Warum wollte Meghan McCain nicht zu 'The View'?

Im Jahr 2017 bekam McCain die einmalige Gelegenheit, als ihr ein Hosting-Auftritt angeboten wurde Die Aussicht . McCain würde die Schuhe von Elizabeth Hasselbeck füllen, einer konservativen Kommentatorin, die über die Jahre Gegenstand vieler Kontroversen gewesen war. Hasselbeck war berüchtigt für ihre schreienden Matches mit anderen Gastgebern, darunter Rosie O’Donnell, deren liberale Philosophie Hasselbeck stark ablehnte. Es ist kein Wunder, dass McCain einige anfängliche Vorbehalte gegen die Annahme des Jobs hatte.

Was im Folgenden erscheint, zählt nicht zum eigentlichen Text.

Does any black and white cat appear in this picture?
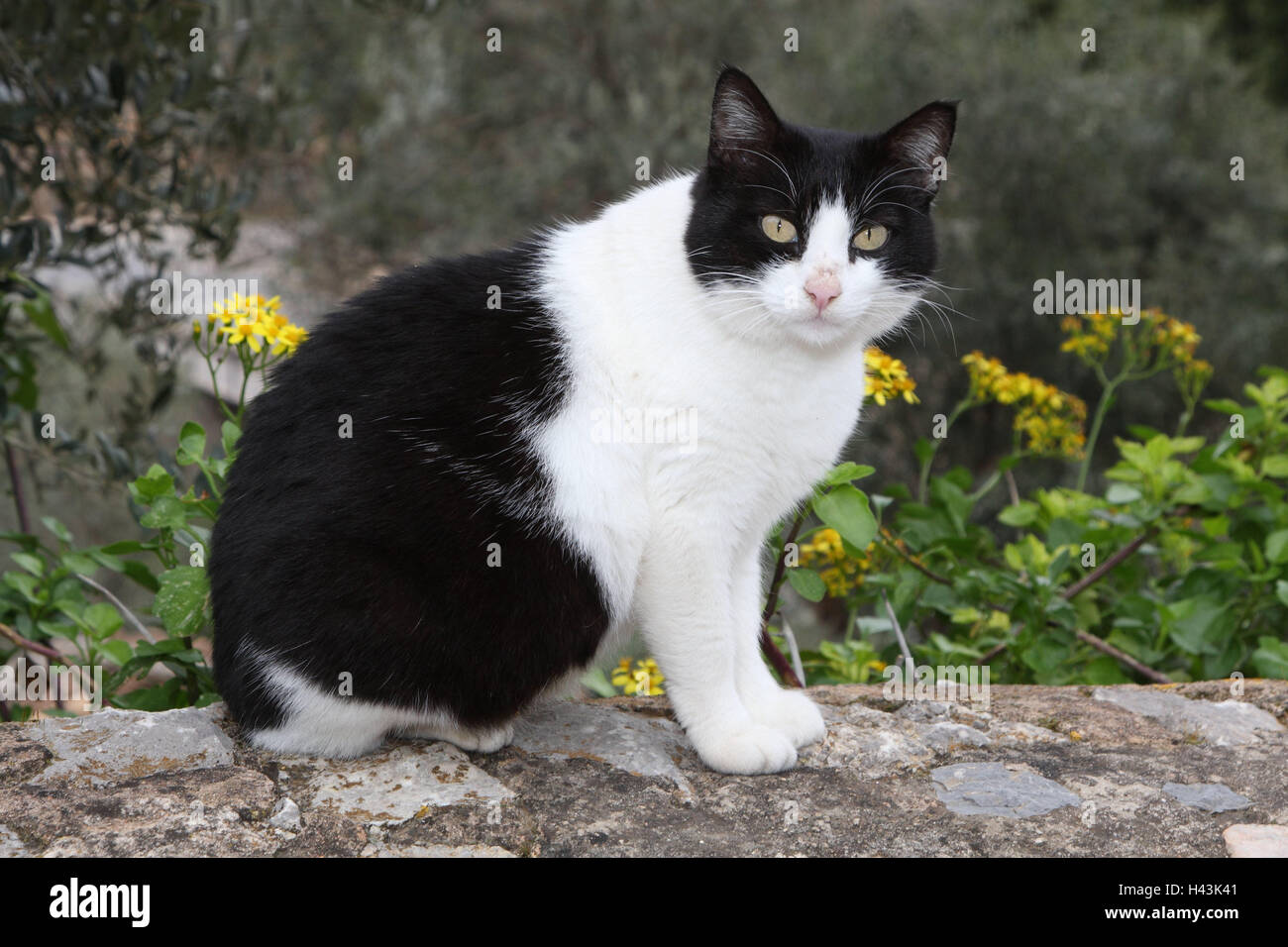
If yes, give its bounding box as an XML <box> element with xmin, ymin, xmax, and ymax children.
<box><xmin>210</xmin><ymin>68</ymin><xmax>956</xmax><ymax>773</ymax></box>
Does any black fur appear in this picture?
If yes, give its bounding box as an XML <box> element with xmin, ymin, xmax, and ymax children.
<box><xmin>684</xmin><ymin>68</ymin><xmax>957</xmax><ymax>288</ymax></box>
<box><xmin>210</xmin><ymin>245</ymin><xmax>608</xmax><ymax>729</ymax></box>
<box><xmin>210</xmin><ymin>69</ymin><xmax>953</xmax><ymax>729</ymax></box>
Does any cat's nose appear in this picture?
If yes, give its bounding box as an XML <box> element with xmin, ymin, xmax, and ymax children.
<box><xmin>805</xmin><ymin>270</ymin><xmax>841</xmax><ymax>316</ymax></box>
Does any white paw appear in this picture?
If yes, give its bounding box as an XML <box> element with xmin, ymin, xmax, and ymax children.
<box><xmin>690</xmin><ymin>721</ymin><xmax>796</xmax><ymax>775</ymax></box>
<box><xmin>473</xmin><ymin>723</ymin><xmax>514</xmax><ymax>753</ymax></box>
<box><xmin>747</xmin><ymin>690</ymin><xmax>827</xmax><ymax>747</ymax></box>
<box><xmin>403</xmin><ymin>723</ymin><xmax>514</xmax><ymax>753</ymax></box>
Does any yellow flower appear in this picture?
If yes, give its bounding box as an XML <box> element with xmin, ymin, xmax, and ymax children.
<box><xmin>206</xmin><ymin>294</ymin><xmax>309</xmax><ymax>356</ymax></box>
<box><xmin>863</xmin><ymin>348</ymin><xmax>921</xmax><ymax>404</ymax></box>
<box><xmin>962</xmin><ymin>353</ymin><xmax>1087</xmax><ymax>458</ymax></box>
<box><xmin>612</xmin><ymin>657</ymin><xmax>666</xmax><ymax>697</ymax></box>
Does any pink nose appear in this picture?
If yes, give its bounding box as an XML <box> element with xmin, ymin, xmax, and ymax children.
<box><xmin>805</xmin><ymin>271</ymin><xmax>841</xmax><ymax>314</ymax></box>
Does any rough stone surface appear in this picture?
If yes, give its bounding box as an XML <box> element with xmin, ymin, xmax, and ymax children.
<box><xmin>1095</xmin><ymin>686</ymin><xmax>1284</xmax><ymax>746</ymax></box>
<box><xmin>304</xmin><ymin>743</ymin><xmax>514</xmax><ymax>824</ymax></box>
<box><xmin>33</xmin><ymin>707</ymin><xmax>233</xmax><ymax>786</ymax></box>
<box><xmin>0</xmin><ymin>681</ymin><xmax>1288</xmax><ymax>858</ymax></box>
<box><xmin>1163</xmin><ymin>783</ymin><xmax>1252</xmax><ymax>811</ymax></box>
<box><xmin>930</xmin><ymin>763</ymin><xmax>1082</xmax><ymax>818</ymax></box>
<box><xmin>1223</xmin><ymin>823</ymin><xmax>1288</xmax><ymax>858</ymax></box>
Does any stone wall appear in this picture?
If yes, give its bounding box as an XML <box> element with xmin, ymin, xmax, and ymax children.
<box><xmin>0</xmin><ymin>681</ymin><xmax>1288</xmax><ymax>857</ymax></box>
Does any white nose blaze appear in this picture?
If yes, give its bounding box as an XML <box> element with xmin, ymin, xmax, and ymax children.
<box><xmin>805</xmin><ymin>269</ymin><xmax>841</xmax><ymax>314</ymax></box>
<box><xmin>802</xmin><ymin>200</ymin><xmax>854</xmax><ymax>314</ymax></box>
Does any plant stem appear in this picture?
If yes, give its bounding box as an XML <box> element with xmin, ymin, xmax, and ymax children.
<box><xmin>760</xmin><ymin>513</ymin><xmax>805</xmax><ymax>686</ymax></box>
<box><xmin>1078</xmin><ymin>374</ymin><xmax>1125</xmax><ymax>492</ymax></box>
<box><xmin>4</xmin><ymin>441</ymin><xmax>31</xmax><ymax>535</ymax></box>
<box><xmin>917</xmin><ymin>398</ymin><xmax>974</xmax><ymax>502</ymax></box>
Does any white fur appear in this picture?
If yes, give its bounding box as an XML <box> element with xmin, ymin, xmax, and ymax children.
<box><xmin>536</xmin><ymin>175</ymin><xmax>915</xmax><ymax>773</ymax></box>
<box><xmin>252</xmin><ymin>644</ymin><xmax>514</xmax><ymax>758</ymax></box>
<box><xmin>253</xmin><ymin>175</ymin><xmax>915</xmax><ymax>773</ymax></box>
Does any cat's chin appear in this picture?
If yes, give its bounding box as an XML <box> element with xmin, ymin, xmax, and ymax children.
<box><xmin>781</xmin><ymin>313</ymin><xmax>864</xmax><ymax>348</ymax></box>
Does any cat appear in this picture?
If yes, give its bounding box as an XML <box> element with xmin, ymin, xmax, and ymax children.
<box><xmin>210</xmin><ymin>68</ymin><xmax>956</xmax><ymax>773</ymax></box>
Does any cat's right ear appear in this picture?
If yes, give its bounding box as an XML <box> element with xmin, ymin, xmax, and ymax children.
<box><xmin>707</xmin><ymin>65</ymin><xmax>783</xmax><ymax>171</ymax></box>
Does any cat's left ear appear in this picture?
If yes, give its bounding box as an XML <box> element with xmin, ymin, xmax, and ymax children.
<box><xmin>707</xmin><ymin>65</ymin><xmax>783</xmax><ymax>171</ymax></box>
<box><xmin>881</xmin><ymin>102</ymin><xmax>957</xmax><ymax>198</ymax></box>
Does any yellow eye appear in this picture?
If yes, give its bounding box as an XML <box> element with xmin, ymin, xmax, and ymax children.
<box><xmin>854</xmin><ymin>224</ymin><xmax>890</xmax><ymax>250</ymax></box>
<box><xmin>760</xmin><ymin>214</ymin><xmax>796</xmax><ymax>244</ymax></box>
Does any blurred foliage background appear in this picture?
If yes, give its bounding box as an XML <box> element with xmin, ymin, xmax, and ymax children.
<box><xmin>0</xmin><ymin>0</ymin><xmax>1288</xmax><ymax>665</ymax></box>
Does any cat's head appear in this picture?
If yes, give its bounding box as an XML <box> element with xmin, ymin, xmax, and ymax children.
<box><xmin>686</xmin><ymin>68</ymin><xmax>957</xmax><ymax>346</ymax></box>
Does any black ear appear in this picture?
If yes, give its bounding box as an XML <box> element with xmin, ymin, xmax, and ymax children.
<box><xmin>707</xmin><ymin>65</ymin><xmax>783</xmax><ymax>170</ymax></box>
<box><xmin>881</xmin><ymin>102</ymin><xmax>957</xmax><ymax>197</ymax></box>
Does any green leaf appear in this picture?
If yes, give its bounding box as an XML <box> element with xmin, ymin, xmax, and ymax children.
<box><xmin>174</xmin><ymin>421</ymin><xmax>206</xmax><ymax>466</ymax></box>
<box><xmin>814</xmin><ymin>483</ymin><xmax>877</xmax><ymax>549</ymax></box>
<box><xmin>1261</xmin><ymin>454</ymin><xmax>1288</xmax><ymax>476</ymax></box>
<box><xmin>1266</xmin><ymin>530</ymin><xmax>1288</xmax><ymax>566</ymax></box>
<box><xmin>81</xmin><ymin>601</ymin><xmax>124</xmax><ymax>638</ymax></box>
<box><xmin>1105</xmin><ymin>483</ymin><xmax>1143</xmax><ymax>506</ymax></box>
<box><xmin>139</xmin><ymin>494</ymin><xmax>188</xmax><ymax>530</ymax></box>
<box><xmin>581</xmin><ymin>668</ymin><xmax>617</xmax><ymax>697</ymax></box>
<box><xmin>40</xmin><ymin>517</ymin><xmax>72</xmax><ymax>543</ymax></box>
<box><xmin>152</xmin><ymin>566</ymin><xmax>210</xmax><ymax>638</ymax></box>
<box><xmin>130</xmin><ymin>464</ymin><xmax>174</xmax><ymax>506</ymax></box>
<box><xmin>997</xmin><ymin>500</ymin><xmax>1042</xmax><ymax>526</ymax></box>
<box><xmin>823</xmin><ymin>460</ymin><xmax>877</xmax><ymax>487</ymax></box>
<box><xmin>61</xmin><ymin>553</ymin><xmax>98</xmax><ymax>576</ymax></box>
<box><xmin>9</xmin><ymin>553</ymin><xmax>46</xmax><ymax>576</ymax></box>
<box><xmin>219</xmin><ymin>421</ymin><xmax>241</xmax><ymax>458</ymax></box>
<box><xmin>98</xmin><ymin>638</ymin><xmax>134</xmax><ymax>668</ymax></box>
<box><xmin>787</xmin><ymin>567</ymin><xmax>827</xmax><ymax>601</ymax></box>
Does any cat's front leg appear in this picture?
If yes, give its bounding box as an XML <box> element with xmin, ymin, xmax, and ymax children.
<box><xmin>730</xmin><ymin>544</ymin><xmax>827</xmax><ymax>747</ymax></box>
<box><xmin>636</xmin><ymin>524</ymin><xmax>796</xmax><ymax>773</ymax></box>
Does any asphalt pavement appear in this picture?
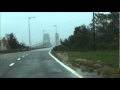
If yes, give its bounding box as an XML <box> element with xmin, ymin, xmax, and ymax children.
<box><xmin>0</xmin><ymin>48</ymin><xmax>78</xmax><ymax>78</ymax></box>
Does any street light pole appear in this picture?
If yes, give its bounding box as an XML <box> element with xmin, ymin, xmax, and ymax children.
<box><xmin>53</xmin><ymin>25</ymin><xmax>57</xmax><ymax>46</ymax></box>
<box><xmin>28</xmin><ymin>17</ymin><xmax>35</xmax><ymax>47</ymax></box>
<box><xmin>93</xmin><ymin>12</ymin><xmax>96</xmax><ymax>51</ymax></box>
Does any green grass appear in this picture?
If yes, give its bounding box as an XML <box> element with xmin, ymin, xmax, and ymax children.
<box><xmin>54</xmin><ymin>50</ymin><xmax>119</xmax><ymax>68</ymax></box>
<box><xmin>52</xmin><ymin>50</ymin><xmax>120</xmax><ymax>78</ymax></box>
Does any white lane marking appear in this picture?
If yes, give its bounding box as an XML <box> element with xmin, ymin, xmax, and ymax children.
<box><xmin>17</xmin><ymin>58</ymin><xmax>21</xmax><ymax>60</ymax></box>
<box><xmin>9</xmin><ymin>63</ymin><xmax>15</xmax><ymax>66</ymax></box>
<box><xmin>49</xmin><ymin>50</ymin><xmax>83</xmax><ymax>78</ymax></box>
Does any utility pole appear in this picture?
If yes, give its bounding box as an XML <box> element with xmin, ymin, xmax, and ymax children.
<box><xmin>93</xmin><ymin>12</ymin><xmax>96</xmax><ymax>51</ymax></box>
<box><xmin>0</xmin><ymin>12</ymin><xmax>2</xmax><ymax>78</ymax></box>
<box><xmin>28</xmin><ymin>17</ymin><xmax>35</xmax><ymax>47</ymax></box>
<box><xmin>53</xmin><ymin>25</ymin><xmax>57</xmax><ymax>46</ymax></box>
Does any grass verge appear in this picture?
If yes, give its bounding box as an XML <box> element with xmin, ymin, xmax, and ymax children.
<box><xmin>51</xmin><ymin>50</ymin><xmax>120</xmax><ymax>78</ymax></box>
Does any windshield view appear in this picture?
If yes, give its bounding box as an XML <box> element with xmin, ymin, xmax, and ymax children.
<box><xmin>0</xmin><ymin>12</ymin><xmax>120</xmax><ymax>78</ymax></box>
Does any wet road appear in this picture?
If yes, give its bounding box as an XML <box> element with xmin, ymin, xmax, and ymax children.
<box><xmin>0</xmin><ymin>48</ymin><xmax>78</xmax><ymax>78</ymax></box>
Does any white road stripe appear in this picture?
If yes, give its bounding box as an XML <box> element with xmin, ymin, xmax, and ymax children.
<box><xmin>9</xmin><ymin>63</ymin><xmax>15</xmax><ymax>66</ymax></box>
<box><xmin>17</xmin><ymin>58</ymin><xmax>21</xmax><ymax>60</ymax></box>
<box><xmin>49</xmin><ymin>50</ymin><xmax>83</xmax><ymax>78</ymax></box>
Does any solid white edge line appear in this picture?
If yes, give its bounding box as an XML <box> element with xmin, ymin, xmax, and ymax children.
<box><xmin>17</xmin><ymin>58</ymin><xmax>21</xmax><ymax>60</ymax></box>
<box><xmin>9</xmin><ymin>63</ymin><xmax>15</xmax><ymax>66</ymax></box>
<box><xmin>49</xmin><ymin>50</ymin><xmax>83</xmax><ymax>78</ymax></box>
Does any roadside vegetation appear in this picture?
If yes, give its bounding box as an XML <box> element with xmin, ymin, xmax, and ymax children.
<box><xmin>52</xmin><ymin>12</ymin><xmax>120</xmax><ymax>78</ymax></box>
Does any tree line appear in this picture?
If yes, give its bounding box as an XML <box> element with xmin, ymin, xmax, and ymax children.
<box><xmin>54</xmin><ymin>12</ymin><xmax>119</xmax><ymax>51</ymax></box>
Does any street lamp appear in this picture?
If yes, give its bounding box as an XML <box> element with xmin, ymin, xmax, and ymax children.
<box><xmin>28</xmin><ymin>17</ymin><xmax>35</xmax><ymax>46</ymax></box>
<box><xmin>52</xmin><ymin>25</ymin><xmax>57</xmax><ymax>46</ymax></box>
<box><xmin>93</xmin><ymin>12</ymin><xmax>96</xmax><ymax>51</ymax></box>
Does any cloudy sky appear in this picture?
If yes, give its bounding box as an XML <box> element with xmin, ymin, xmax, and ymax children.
<box><xmin>0</xmin><ymin>12</ymin><xmax>109</xmax><ymax>45</ymax></box>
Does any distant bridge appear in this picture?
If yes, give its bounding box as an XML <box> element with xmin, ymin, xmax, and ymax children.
<box><xmin>31</xmin><ymin>33</ymin><xmax>52</xmax><ymax>48</ymax></box>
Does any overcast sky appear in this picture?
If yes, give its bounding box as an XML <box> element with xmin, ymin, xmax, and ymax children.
<box><xmin>1</xmin><ymin>12</ymin><xmax>109</xmax><ymax>45</ymax></box>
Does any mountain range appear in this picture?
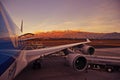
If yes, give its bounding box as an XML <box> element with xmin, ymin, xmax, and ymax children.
<box><xmin>35</xmin><ymin>31</ymin><xmax>120</xmax><ymax>39</ymax></box>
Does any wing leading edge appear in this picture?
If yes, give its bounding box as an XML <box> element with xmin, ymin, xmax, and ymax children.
<box><xmin>25</xmin><ymin>39</ymin><xmax>91</xmax><ymax>62</ymax></box>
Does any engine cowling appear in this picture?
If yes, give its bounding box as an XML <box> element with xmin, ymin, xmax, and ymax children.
<box><xmin>80</xmin><ymin>45</ymin><xmax>95</xmax><ymax>55</ymax></box>
<box><xmin>66</xmin><ymin>53</ymin><xmax>87</xmax><ymax>71</ymax></box>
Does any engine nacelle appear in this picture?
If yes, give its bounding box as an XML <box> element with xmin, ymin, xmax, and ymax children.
<box><xmin>66</xmin><ymin>53</ymin><xmax>87</xmax><ymax>71</ymax></box>
<box><xmin>80</xmin><ymin>45</ymin><xmax>95</xmax><ymax>55</ymax></box>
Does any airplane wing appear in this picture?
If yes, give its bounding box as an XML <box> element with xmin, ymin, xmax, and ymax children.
<box><xmin>25</xmin><ymin>39</ymin><xmax>91</xmax><ymax>62</ymax></box>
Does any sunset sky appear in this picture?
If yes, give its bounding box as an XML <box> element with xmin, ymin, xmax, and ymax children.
<box><xmin>2</xmin><ymin>0</ymin><xmax>120</xmax><ymax>33</ymax></box>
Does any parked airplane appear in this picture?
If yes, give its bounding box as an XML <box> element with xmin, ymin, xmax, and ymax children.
<box><xmin>0</xmin><ymin>2</ymin><xmax>94</xmax><ymax>80</ymax></box>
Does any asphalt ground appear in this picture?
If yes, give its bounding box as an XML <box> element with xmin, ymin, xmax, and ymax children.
<box><xmin>15</xmin><ymin>48</ymin><xmax>120</xmax><ymax>80</ymax></box>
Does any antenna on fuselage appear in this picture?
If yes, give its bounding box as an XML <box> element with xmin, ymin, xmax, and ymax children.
<box><xmin>21</xmin><ymin>20</ymin><xmax>23</xmax><ymax>32</ymax></box>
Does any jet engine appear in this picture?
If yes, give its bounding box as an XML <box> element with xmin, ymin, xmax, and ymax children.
<box><xmin>66</xmin><ymin>53</ymin><xmax>87</xmax><ymax>71</ymax></box>
<box><xmin>79</xmin><ymin>45</ymin><xmax>95</xmax><ymax>55</ymax></box>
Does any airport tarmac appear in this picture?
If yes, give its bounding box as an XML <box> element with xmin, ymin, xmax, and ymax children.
<box><xmin>15</xmin><ymin>48</ymin><xmax>120</xmax><ymax>80</ymax></box>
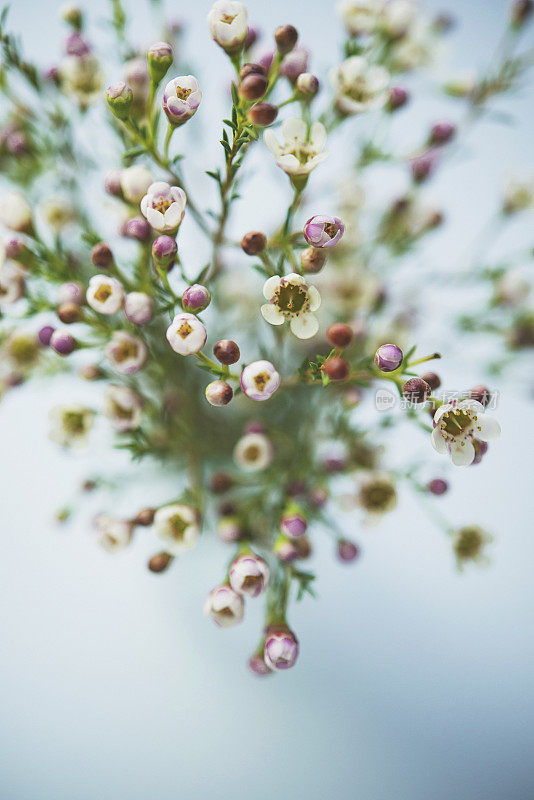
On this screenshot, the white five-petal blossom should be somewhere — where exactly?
[154,503,200,556]
[86,275,124,314]
[163,75,202,127]
[234,433,274,472]
[141,181,187,233]
[166,311,207,356]
[261,272,321,339]
[330,56,389,114]
[104,331,148,375]
[50,405,95,449]
[208,0,247,53]
[431,400,501,467]
[204,583,245,628]
[263,117,328,177]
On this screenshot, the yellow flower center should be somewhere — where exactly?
[152,197,174,214]
[95,283,113,303]
[115,341,137,363]
[323,222,338,239]
[254,372,270,392]
[176,86,193,100]
[180,320,193,339]
[273,280,309,316]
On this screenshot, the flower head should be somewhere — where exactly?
[120,164,153,205]
[241,361,280,400]
[229,553,269,597]
[208,0,247,54]
[263,118,328,178]
[261,272,321,339]
[331,56,389,114]
[452,525,493,569]
[105,331,148,375]
[234,433,274,472]
[166,311,208,356]
[86,275,124,314]
[375,344,404,372]
[337,0,382,36]
[0,261,25,308]
[303,214,345,247]
[50,405,95,448]
[358,473,397,522]
[163,75,202,127]
[0,192,32,231]
[104,386,143,433]
[263,626,299,670]
[204,583,245,628]
[154,503,200,556]
[431,400,501,467]
[141,181,187,232]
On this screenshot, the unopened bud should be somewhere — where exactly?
[239,62,267,81]
[239,72,269,100]
[248,103,278,128]
[146,42,173,84]
[60,3,83,31]
[421,372,441,392]
[510,0,534,28]
[297,72,319,97]
[132,508,156,528]
[375,344,404,372]
[326,322,352,347]
[91,242,113,269]
[106,81,133,121]
[387,86,410,111]
[322,356,350,382]
[337,539,360,564]
[300,247,327,275]
[213,339,241,366]
[241,231,267,256]
[426,478,449,497]
[148,552,174,572]
[469,384,491,406]
[430,120,456,145]
[274,25,299,55]
[402,378,432,403]
[152,235,178,270]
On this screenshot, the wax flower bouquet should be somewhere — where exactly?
[0,0,534,675]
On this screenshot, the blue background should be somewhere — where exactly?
[0,0,534,800]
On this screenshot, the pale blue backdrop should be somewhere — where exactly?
[0,0,534,800]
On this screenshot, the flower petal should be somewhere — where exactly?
[263,129,282,157]
[290,314,319,339]
[308,286,321,311]
[146,206,165,231]
[282,117,308,144]
[276,153,309,175]
[310,122,326,152]
[263,275,280,300]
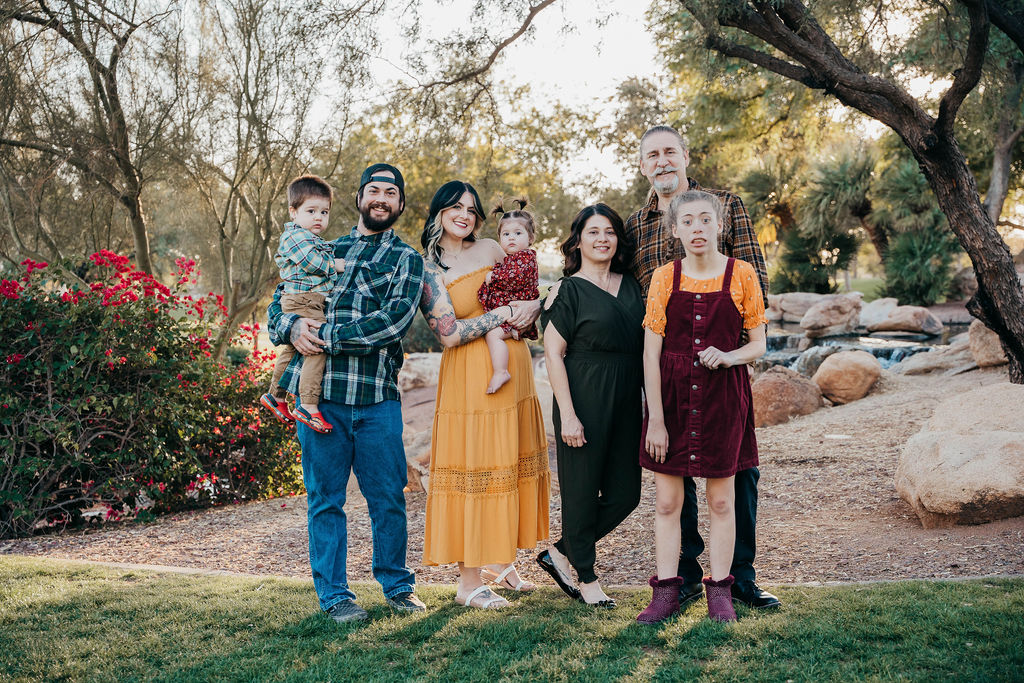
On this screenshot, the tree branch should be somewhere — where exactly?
[935,0,989,137]
[423,0,556,90]
[985,0,1024,52]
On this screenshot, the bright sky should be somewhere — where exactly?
[374,0,659,184]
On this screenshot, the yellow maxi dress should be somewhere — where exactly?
[423,267,551,566]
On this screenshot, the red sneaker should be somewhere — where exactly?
[295,405,334,434]
[259,393,295,425]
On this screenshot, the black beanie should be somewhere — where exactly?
[356,164,406,204]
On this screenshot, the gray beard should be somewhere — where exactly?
[651,175,679,195]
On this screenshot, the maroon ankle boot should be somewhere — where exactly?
[703,573,736,622]
[637,577,683,624]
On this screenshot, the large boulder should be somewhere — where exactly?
[895,382,1024,528]
[778,292,831,323]
[751,366,821,427]
[860,297,899,328]
[867,306,942,335]
[811,351,882,403]
[792,344,843,378]
[968,319,1010,368]
[800,292,863,339]
[398,353,441,391]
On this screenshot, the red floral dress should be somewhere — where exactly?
[476,249,541,339]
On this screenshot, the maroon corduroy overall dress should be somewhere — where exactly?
[640,258,758,478]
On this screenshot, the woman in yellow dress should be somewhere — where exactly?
[420,180,551,609]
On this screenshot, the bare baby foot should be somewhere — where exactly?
[487,370,512,393]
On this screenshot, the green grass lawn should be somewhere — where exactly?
[840,278,886,303]
[0,556,1024,681]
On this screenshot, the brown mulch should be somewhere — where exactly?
[0,369,1024,585]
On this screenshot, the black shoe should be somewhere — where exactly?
[386,591,427,613]
[732,581,782,609]
[584,598,618,609]
[679,581,703,609]
[537,550,584,602]
[327,600,367,624]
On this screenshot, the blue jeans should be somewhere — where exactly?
[298,400,416,610]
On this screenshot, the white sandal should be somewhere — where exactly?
[455,586,509,609]
[480,564,537,593]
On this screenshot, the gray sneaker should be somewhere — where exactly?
[387,592,427,613]
[327,600,367,624]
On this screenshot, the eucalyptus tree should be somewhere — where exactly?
[0,0,184,271]
[680,0,1024,383]
[170,0,384,353]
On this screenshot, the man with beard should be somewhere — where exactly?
[267,164,426,623]
[626,126,780,609]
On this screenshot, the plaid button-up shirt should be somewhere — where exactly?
[273,222,338,294]
[267,227,423,405]
[626,178,768,305]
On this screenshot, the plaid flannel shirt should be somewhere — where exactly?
[626,178,768,306]
[267,227,423,405]
[273,222,338,294]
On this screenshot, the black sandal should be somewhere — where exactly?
[537,550,584,602]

In einem aktuelles Interview mit Sie McCain verrät, dass sie zunächst die Position ablehnen wollte Die Aussicht . Sie gibt zu, dass die Show zu der Zeit nicht 'viel Richtung' zu haben schien und es nicht die Art von Show war, an der sie wirklich arbeiten wollte. Ihr Vater John McCain brauchte einige Ratschläge, um ihre Perspektive zu ändern. Er sagte ihr, dass die Zusammenarbeit mit Whoopi Goldberg eine einmalige Gelegenheit sei und überredete sie schließlich, die Rolle anzunehmen.

Wie lange bleibt Meghan McCain bei 'The View'?

Zugegeben, McCains Zeit in der Show war voller Turbulenzen. Ihre angespannten Meinungsverschiedenheiten mit Joy Behar sind zu Internetgold geworden, und McCain gab in ihrem Interview zu, dass ihre Reibung etwas Wahres enthält. Trotz der Tatsache, dass unzählige Boulevardzeitungen behaupten, McCain sei auf dem Weg zur Tür Die Aussicht Sie wird die Show wahrscheinlich nicht so schnell verlassen, wie alle zu denken scheinen. Immerhin ist sie erst seit zwei Jahren in der Show, eine relativ kurze Zeitspanne im Vergleich zu vielen anderen Gastgebern Die Aussicht . Außerdem bietet die Show McCain eine Plattform, um ihre Meinungen und Ideen Tausenden von Menschen vorzustellen - und für einen politischen Kommentator ist dies ein wahr gewordener Traum.